見物料21,000今
少女の特技が男たちを翻弄する!
恥ずかしさから逃れるために、話題を無理やり方向転換してみる。
「あの、それで、ソルトの体は大丈夫なのですか?」
動揺しているので、無意識にソルトの口調を真似してしまう。
彼女は一瞬、何のことを言われたのか分からなかったのか、少しだけ呆けた表情を浮かべる。そしてすぐに俺の不安を取り繕うとした。
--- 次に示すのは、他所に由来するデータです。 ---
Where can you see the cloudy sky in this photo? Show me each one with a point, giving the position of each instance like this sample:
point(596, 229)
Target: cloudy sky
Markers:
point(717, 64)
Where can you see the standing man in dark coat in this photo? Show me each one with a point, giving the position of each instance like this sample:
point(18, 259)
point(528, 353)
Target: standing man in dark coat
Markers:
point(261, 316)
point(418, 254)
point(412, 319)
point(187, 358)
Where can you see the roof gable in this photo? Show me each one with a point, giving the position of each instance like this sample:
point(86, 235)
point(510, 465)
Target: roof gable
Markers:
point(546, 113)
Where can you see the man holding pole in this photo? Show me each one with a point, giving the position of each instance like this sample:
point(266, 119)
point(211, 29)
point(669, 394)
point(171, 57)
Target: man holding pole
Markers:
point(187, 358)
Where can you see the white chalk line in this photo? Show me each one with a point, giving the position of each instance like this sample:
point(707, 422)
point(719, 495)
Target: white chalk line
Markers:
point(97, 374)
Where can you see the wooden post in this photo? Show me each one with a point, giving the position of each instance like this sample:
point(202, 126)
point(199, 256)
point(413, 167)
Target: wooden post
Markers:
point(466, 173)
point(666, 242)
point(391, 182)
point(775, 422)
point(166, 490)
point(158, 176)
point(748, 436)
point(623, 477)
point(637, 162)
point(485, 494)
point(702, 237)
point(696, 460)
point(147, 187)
「ご心配には及びませんよ、融解能力は私の種族にとってごく自然な機能ですから。よほどのことがない限り、肉体に直接ダメージが影響する可能性は低いとされています」
ソルトはにこりと笑い、もう一度誇らしげに胸を張る。
「それに自分で言うのもなんですが、私のようなタイプは本作戦に非常に役立つ自信があります。この機体には特殊な液体が、様々な形質を以て充満しています。マイカさんの体を包んでいる液体も、そのうちの一つですよ」
「へえ…」
俺は何となく手を動かしてみる、動作に合わせて液体も流れを作った。
「でも呼吸ができる液体なんてすごいね、どんな仕組みなんだろ?」
今更な疑問が口から出てくる。
「ああそれは、液体を介して肺が直接酸素を取り込んでいるんですよ」
ソルトが大きく口を開けて、金魚のようにぱくぱくと動かす。
「液体呼吸は慣れるのに時間がかかるんですよね。私のように同化できれば話は別ですが、それができない身体の方は、最初必ず鼻がつーんと痛くなるみたいですよ」
「なんか、プールみたいだね」
変な潜り方をしたときのあの、気管を貫く痛みが回避された点においては、ソルトの絞め技に感謝すべきなのかもしれない。
「でもその液体を利用することで、このように」
ソルトの姿がまたしても俺の前から消失する。と思ったら、今度はムクラの頭上に彼女は出現した。
当のムクラは己の作業に集中していたため、彼女の出現になかなか気付かない。背を曲げながら一心不乱にキーボードを打ち込み続ける青年の頭上で、少女が呑気に案山子立ちしている風景が俺の眼球に映し出される。ソルトとムクラは互いに全く姿勢を崩そうとしない。その姿はかなり前衛的なアート作品みたいで、俺の笑いを誘った。
だけどいくら面白くても、人の仕事の邪魔をするのはいただけない。
「ムクラ」
彼に教えてあげよう、と思ったところで言葉に詰まってしまう。今の状態をうまく説明できる自信がなかったのだ。ましてや相手はわき目もふらずに作業に没頭している男、ふざけたことなど言えば彼の鋭い爪が唸りを上げるだろう。
「頭、大丈夫?」
人に話しかけるのが嫌で、細々と言い訳を考えていたら余計変な言葉になってしまった。
しまった…、これじゃあ余計失礼じゃないか…。
「ほあ?」
俺の失言などまるで聞いていなかった風に、ムクラはいったん集中を中断した。
「僕の頭がどうしたって?」
「あ、えっとその…」
のんびりとしたムクラに事情を説明するより先に、彼本人が強張った体を解すために座ったままの姿勢で、大きく伸びをした。
そして首のストレッチを兼ね、必然的に上を見たのだった。
「ひょえ?!」
彼のビロード状に柔らかそうな、短い黒髪が驚きで逆立った。
後ついでに頬も赤くなる。これは見てはいけないものまで見たな、察したくないことを察してしまったソルトのスカートが揺らめく。
「今」はバルエイスで使用できる通貨単位です。